PIG7p and PIG23p seem to be mitochondrial proteins, which is inconsistent with the nuclear localization sequence found for PIG7p (see below) and with the NNCN prediction for both proteins.

Because of the inconsistent results provided by the various prediction programs, the data of the in silico analysis can only be interpreted in combination with the data from the lab experiments. Both together are discussed in chapter 5.2.3

Presence of NLS

Using the NUCDISC algorithm (Nakai and Horton 1999), PIG7p (RTP1p) and PIG9p are predicted to have a nuclear localization sequence (NLS). Especially for PIG7p, this result is extremely interesting in relation to the in situ localization results, which will be discussed later.

Protein Stability

The estimation of the in vivo half-life of proteins was carried out using to the “N-end rule” algorithm (Tobias et al. 1991). All six PIG-proteins were predicted to have a half-life of > 20 h in yeast and > 10 h in E. coli, which indicates that they are stable. In contrast, according to the Stability Index (SI) algorithm (Guruprasad et al. 1990), only PIG5p (SI: 36.98) and PIG15p (SI: 34.83) are predicted to be stable, whereas the other four proteins were classified as unstable. The cut off value for the stability index is generally defined as 40, with proteins with values above 40 being classified as unstable.

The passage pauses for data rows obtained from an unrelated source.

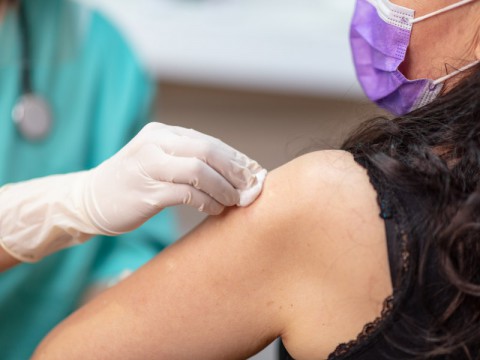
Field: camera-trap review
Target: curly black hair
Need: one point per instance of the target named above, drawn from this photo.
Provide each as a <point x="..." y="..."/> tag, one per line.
<point x="434" y="153"/>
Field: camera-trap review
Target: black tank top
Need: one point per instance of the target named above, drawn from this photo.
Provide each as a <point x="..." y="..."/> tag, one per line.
<point x="387" y="337"/>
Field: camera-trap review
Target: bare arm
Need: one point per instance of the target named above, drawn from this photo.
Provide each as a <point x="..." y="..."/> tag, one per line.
<point x="282" y="267"/>
<point x="6" y="260"/>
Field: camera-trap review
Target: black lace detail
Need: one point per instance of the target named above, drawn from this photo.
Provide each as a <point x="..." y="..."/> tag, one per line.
<point x="368" y="332"/>
<point x="390" y="209"/>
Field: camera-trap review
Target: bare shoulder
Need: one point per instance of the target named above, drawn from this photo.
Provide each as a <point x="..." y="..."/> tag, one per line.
<point x="341" y="242"/>
<point x="307" y="262"/>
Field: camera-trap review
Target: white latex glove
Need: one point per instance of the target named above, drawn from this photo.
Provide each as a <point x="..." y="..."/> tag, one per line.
<point x="162" y="166"/>
<point x="166" y="166"/>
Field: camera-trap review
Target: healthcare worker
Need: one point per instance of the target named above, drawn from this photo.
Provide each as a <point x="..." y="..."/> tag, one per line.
<point x="72" y="94"/>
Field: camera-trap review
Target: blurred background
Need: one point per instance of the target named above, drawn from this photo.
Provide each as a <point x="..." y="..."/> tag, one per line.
<point x="273" y="78"/>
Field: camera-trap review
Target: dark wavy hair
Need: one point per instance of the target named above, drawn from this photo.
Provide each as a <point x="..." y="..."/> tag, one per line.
<point x="434" y="154"/>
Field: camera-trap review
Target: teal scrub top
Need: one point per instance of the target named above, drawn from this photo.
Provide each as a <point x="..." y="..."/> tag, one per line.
<point x="100" y="98"/>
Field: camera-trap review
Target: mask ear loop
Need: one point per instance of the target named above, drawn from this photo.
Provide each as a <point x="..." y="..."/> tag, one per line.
<point x="455" y="73"/>
<point x="440" y="11"/>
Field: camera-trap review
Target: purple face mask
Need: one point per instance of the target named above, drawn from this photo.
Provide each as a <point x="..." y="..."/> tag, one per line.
<point x="379" y="36"/>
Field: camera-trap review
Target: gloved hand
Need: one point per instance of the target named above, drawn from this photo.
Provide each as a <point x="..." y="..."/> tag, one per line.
<point x="162" y="166"/>
<point x="166" y="166"/>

During lab work, only PIG9p (SI: 56.71) and PIG23p (SI: 57.37) demonstrated instability and degraded during purification. Therefore, and because PIG23 does not seem to be a real in planta induced gene (see chapter 4.8), PIG9 and PIG23 were not further studied.

Isolation and purification of PIG5p and PIG15p, PIG7p (RTP1p) and PIG14p could be successfully carried at RT, despite the theoretically calculated instability of RTP1p (PIG7p) (SI: 41.50) and PIG14p (SI: 43.76). In this context, it must be noted that the over expression, isolation and purification of PIG14p was repeated several times to compensate for a low protein yield.

A table with the complete results generated by the prediction programs, can be found in the annex 8.3.